Ben Chatham's CD Collection
In every installment, Ben often returns home, showers, gets drunk and listens to appalling music, no matter what the situation and these songs consist of:

Low - David Bowie
Heroes - David Bowie
Heathen - David Bowie
Tin Machine - Tin Machine
OK Computer - Radiohead
Kid A - Radiohead
Amnesiac - Radiohead
Viva Hate - Morrissey
Vauxhall & I - Morrissey
The Low & Heroes Symphonies - Philip Glass
Trans-Europe Express - Kraftwerk
Symphonies 2 & 3 - Philip Glass
Secrets of the Beehive - David Sylvian
Stories of Johnny - Marc Almond
Sense of Doubt - Bowie
Violin Concerto - Philip Glass
Symphony Op 21 - Anton Webern
Pathetique' Symphony - Tchaikovsky
Can’t Get You Out of My Head - Kylie Minogue
Firebird - Stravinsky

Outpost Sparacus
Following the release of Sparacus' first season, an OG member called Humbert began to dramatize the synopses as flash vids - animated movies using cut out photos, special effects and music. The dialogue was used as subtitles and the quality of the films (especially the improvement of the original plots) earned Humbert high regard from Sparacus and Outpost Gallifrey.
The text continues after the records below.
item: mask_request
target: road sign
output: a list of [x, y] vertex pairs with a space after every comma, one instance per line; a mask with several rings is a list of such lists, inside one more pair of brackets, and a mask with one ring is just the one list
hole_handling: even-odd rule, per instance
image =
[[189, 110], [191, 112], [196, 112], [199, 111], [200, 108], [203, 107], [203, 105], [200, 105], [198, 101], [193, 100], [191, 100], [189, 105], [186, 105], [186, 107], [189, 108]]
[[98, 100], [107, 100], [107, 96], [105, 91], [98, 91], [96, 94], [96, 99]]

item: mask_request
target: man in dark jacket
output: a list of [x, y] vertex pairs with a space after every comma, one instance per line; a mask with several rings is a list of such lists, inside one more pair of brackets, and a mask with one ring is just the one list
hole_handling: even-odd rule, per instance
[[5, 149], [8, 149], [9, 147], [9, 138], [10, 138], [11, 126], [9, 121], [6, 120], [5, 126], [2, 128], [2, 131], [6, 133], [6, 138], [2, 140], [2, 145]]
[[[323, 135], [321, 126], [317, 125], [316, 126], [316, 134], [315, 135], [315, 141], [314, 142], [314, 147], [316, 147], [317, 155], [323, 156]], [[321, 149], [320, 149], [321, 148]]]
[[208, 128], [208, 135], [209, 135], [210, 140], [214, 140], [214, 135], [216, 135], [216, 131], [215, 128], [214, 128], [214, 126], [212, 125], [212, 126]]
Creating his own website to host the films, Humbert created Outpost Sparacus: http://www.wowbobwow.com/who/.

Outpost Sparacus' design not only parodied Outpost Gallifrey but contained all the information about the flashvids including interviews, scripts and design contents. An opinion forum was constructed and rapidly recieved a flock of OGers joining up. However, Sparacus himself was unable to join the forum as for unknown reasons it refused to allow him to enter his own fan site. Despite some interesting speculation about Ben Chatham in Torchwood and a new Doctor Who companion in the form of Caroline Quentin, the lack of Sparacus lead to the forum being abandoned in less than a year and is no longer online.

The flashvids consisted of the first five Sparacus stories, while a script was written for the sixth it remains unproduced. The stories themselves improve in many ways - the Ben/Rose love angle is pushed firmly into the background and regular characters are treated with more respect - Sarah Jane remained a journalist in War and Peace, for example, and the cop-out ending of Fool's Errand was changed into a down-beat thriller chase. Also introduced was the running theme of 'bad fox' which appeared in all five episodes, usually describing some strange phenomena. The vids are no longer available for viewing and DVD-style covers have been made for the first three stories, and Death in the Cloisters and Lord of the Reedy River.